/ ESPERIMENTO DA 16MM

Shozo Shimamoto

About the exhibition



The film with the Emperor takes part in.

In 1957 we decided to do an event using the stage. We had no intention of doing theatre or a concert; we just wanted to express the art of using the stage.

A picture is by nature a static thing, whereas with the event that we had in mind, the work itself becomes the protagonist so that it changes like a story. In this way, the idea emerged that in order to express an art form that changes from moment to moment, it would be better to use a stage.

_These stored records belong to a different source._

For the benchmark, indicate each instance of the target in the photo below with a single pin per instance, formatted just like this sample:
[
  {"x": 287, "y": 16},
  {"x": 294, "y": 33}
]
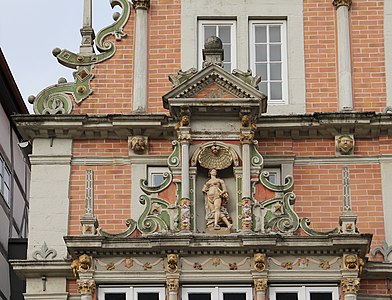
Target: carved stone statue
[{"x": 216, "y": 197}]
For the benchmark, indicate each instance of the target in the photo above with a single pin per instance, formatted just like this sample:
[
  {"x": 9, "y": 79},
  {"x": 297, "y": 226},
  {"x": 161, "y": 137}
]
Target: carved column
[
  {"x": 261, "y": 285},
  {"x": 88, "y": 220},
  {"x": 344, "y": 54},
  {"x": 246, "y": 141},
  {"x": 184, "y": 136},
  {"x": 87, "y": 31},
  {"x": 140, "y": 58},
  {"x": 350, "y": 287}
]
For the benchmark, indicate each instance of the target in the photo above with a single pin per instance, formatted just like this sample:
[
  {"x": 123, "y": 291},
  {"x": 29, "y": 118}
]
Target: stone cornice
[
  {"x": 229, "y": 244},
  {"x": 316, "y": 125}
]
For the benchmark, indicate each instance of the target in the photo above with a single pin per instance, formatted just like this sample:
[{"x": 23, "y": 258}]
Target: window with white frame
[
  {"x": 131, "y": 293},
  {"x": 225, "y": 30},
  {"x": 304, "y": 293},
  {"x": 216, "y": 293},
  {"x": 268, "y": 58},
  {"x": 156, "y": 175},
  {"x": 5, "y": 181}
]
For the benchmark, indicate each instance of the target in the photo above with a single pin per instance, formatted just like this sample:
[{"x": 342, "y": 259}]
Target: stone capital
[
  {"x": 349, "y": 285},
  {"x": 142, "y": 4},
  {"x": 338, "y": 3}
]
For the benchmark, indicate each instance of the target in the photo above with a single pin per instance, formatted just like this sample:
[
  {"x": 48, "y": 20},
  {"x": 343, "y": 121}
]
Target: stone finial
[
  {"x": 338, "y": 3},
  {"x": 213, "y": 52},
  {"x": 143, "y": 4}
]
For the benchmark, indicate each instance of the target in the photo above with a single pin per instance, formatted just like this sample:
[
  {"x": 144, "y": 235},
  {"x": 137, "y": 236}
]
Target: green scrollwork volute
[
  {"x": 280, "y": 216},
  {"x": 57, "y": 99},
  {"x": 288, "y": 186},
  {"x": 155, "y": 217},
  {"x": 156, "y": 189},
  {"x": 174, "y": 158}
]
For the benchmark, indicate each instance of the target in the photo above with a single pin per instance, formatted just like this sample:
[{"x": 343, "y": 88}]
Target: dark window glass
[
  {"x": 321, "y": 296},
  {"x": 115, "y": 296},
  {"x": 148, "y": 296},
  {"x": 286, "y": 296},
  {"x": 199, "y": 296},
  {"x": 234, "y": 296}
]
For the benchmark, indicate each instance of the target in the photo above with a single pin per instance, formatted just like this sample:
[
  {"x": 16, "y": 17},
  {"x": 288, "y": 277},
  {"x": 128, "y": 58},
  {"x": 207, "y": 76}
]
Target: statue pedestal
[{"x": 222, "y": 230}]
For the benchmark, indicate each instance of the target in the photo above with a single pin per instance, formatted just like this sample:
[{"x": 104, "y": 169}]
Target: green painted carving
[
  {"x": 56, "y": 99},
  {"x": 256, "y": 158},
  {"x": 155, "y": 216},
  {"x": 156, "y": 189},
  {"x": 174, "y": 158},
  {"x": 288, "y": 186},
  {"x": 131, "y": 228},
  {"x": 280, "y": 216},
  {"x": 305, "y": 222}
]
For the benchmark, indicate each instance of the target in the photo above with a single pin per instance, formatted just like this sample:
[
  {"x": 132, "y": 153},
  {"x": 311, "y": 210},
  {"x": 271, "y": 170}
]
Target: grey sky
[{"x": 30, "y": 29}]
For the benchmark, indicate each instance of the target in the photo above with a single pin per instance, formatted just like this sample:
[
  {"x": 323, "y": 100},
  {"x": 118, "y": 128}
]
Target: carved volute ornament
[
  {"x": 261, "y": 284},
  {"x": 259, "y": 262},
  {"x": 338, "y": 3},
  {"x": 353, "y": 263},
  {"x": 81, "y": 264},
  {"x": 350, "y": 285},
  {"x": 172, "y": 263}
]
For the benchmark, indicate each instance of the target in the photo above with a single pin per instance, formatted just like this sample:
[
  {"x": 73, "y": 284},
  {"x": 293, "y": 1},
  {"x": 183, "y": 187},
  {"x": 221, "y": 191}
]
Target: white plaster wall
[
  {"x": 49, "y": 195},
  {"x": 388, "y": 48},
  {"x": 5, "y": 132},
  {"x": 243, "y": 11}
]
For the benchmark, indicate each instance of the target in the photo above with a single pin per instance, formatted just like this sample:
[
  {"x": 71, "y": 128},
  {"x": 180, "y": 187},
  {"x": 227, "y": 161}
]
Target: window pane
[
  {"x": 147, "y": 296},
  {"x": 263, "y": 87},
  {"x": 321, "y": 296},
  {"x": 234, "y": 296},
  {"x": 276, "y": 90},
  {"x": 260, "y": 34},
  {"x": 275, "y": 53},
  {"x": 261, "y": 69},
  {"x": 261, "y": 53},
  {"x": 116, "y": 296},
  {"x": 224, "y": 34},
  {"x": 209, "y": 31},
  {"x": 199, "y": 296},
  {"x": 286, "y": 296},
  {"x": 274, "y": 33}
]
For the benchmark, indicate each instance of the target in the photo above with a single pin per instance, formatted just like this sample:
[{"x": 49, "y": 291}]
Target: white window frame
[
  {"x": 252, "y": 62},
  {"x": 233, "y": 37},
  {"x": 303, "y": 291},
  {"x": 152, "y": 171},
  {"x": 130, "y": 291},
  {"x": 216, "y": 292}
]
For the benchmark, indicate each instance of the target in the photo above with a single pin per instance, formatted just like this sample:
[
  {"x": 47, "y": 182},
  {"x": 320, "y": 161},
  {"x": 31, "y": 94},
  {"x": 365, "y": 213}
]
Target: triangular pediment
[{"x": 213, "y": 86}]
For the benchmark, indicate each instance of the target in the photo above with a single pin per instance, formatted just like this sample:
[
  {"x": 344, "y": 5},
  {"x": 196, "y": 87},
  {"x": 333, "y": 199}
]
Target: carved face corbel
[{"x": 138, "y": 144}]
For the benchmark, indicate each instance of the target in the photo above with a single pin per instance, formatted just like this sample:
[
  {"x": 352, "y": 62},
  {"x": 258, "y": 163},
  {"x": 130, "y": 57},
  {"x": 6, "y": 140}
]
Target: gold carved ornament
[
  {"x": 259, "y": 262},
  {"x": 215, "y": 157},
  {"x": 172, "y": 263}
]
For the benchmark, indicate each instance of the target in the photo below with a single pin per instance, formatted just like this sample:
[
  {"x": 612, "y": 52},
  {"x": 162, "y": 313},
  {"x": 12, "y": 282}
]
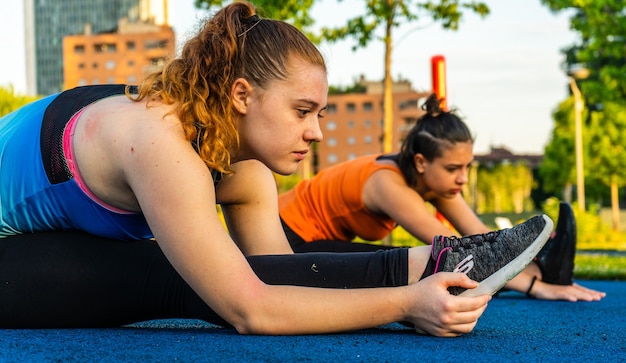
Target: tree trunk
[{"x": 615, "y": 203}]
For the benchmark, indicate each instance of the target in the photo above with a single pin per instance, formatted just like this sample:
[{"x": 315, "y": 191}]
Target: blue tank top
[{"x": 37, "y": 190}]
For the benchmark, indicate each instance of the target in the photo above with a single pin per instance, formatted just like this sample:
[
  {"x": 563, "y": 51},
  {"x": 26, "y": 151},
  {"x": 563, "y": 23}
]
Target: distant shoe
[
  {"x": 492, "y": 259},
  {"x": 556, "y": 258}
]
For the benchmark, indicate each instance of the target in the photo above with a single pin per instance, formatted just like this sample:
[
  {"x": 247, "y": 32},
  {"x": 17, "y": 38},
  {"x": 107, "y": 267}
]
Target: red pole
[{"x": 438, "y": 69}]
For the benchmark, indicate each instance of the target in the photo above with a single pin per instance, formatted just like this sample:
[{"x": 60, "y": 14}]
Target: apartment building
[
  {"x": 47, "y": 22},
  {"x": 353, "y": 125},
  {"x": 126, "y": 55}
]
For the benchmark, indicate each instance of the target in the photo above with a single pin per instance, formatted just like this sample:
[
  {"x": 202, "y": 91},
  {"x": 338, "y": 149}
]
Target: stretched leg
[
  {"x": 300, "y": 245},
  {"x": 73, "y": 279}
]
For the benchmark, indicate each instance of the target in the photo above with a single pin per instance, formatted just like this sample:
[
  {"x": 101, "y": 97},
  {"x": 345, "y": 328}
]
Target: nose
[
  {"x": 314, "y": 132},
  {"x": 462, "y": 177}
]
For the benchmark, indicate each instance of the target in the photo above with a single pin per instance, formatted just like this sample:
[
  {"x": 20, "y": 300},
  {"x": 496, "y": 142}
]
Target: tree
[
  {"x": 601, "y": 25},
  {"x": 558, "y": 166},
  {"x": 388, "y": 14},
  {"x": 10, "y": 101},
  {"x": 607, "y": 152},
  {"x": 602, "y": 28}
]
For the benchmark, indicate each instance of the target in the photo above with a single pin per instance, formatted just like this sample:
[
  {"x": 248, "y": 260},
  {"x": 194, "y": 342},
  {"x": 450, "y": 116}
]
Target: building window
[
  {"x": 155, "y": 44},
  {"x": 408, "y": 104},
  {"x": 105, "y": 48}
]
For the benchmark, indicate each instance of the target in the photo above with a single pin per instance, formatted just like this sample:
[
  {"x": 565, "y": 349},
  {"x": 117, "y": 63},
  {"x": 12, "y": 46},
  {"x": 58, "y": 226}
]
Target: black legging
[
  {"x": 73, "y": 279},
  {"x": 298, "y": 244}
]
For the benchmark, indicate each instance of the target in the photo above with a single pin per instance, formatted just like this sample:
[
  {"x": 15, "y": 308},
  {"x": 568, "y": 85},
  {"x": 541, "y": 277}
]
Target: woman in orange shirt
[{"x": 369, "y": 196}]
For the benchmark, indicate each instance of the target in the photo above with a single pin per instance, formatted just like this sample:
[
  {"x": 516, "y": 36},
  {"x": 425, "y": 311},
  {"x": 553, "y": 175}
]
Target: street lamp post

First of all, it was an experiment that had never been done before, and we were very excited, so we thought about and planned the idea. Since then I have often exhibited art using the stage; once I did a work on film. It was an avant-garde film. But I did not have a cine-camera or the money to shoot in 35mm. I had a friend who worked in the theatre, and when I was talking to him, he proposed recycling a 35 mm film, washing it in vinegar and painting over it. At that time there were no marker pens, so after mixing the colour with paint, we painted the images onto each frame. However, it was nothing like making a cartoon today, it was rather more like random scribbles.

As an experiment I took two projectors together and thus duplicated the image on the screen. For the music too, I bought a tape recorder, which was a novelty at the time. So I recorded the sound of the short wave radio and used it as avant-garde music together with the images. In the Mainichi newspaper of 23rd November 1955, the local Hanshin section reported ‘the noise of a chair being dragged or the rattling of a kettle, or the sound of running water have been recorded ...’. These noises are now in the Pompidou Centre.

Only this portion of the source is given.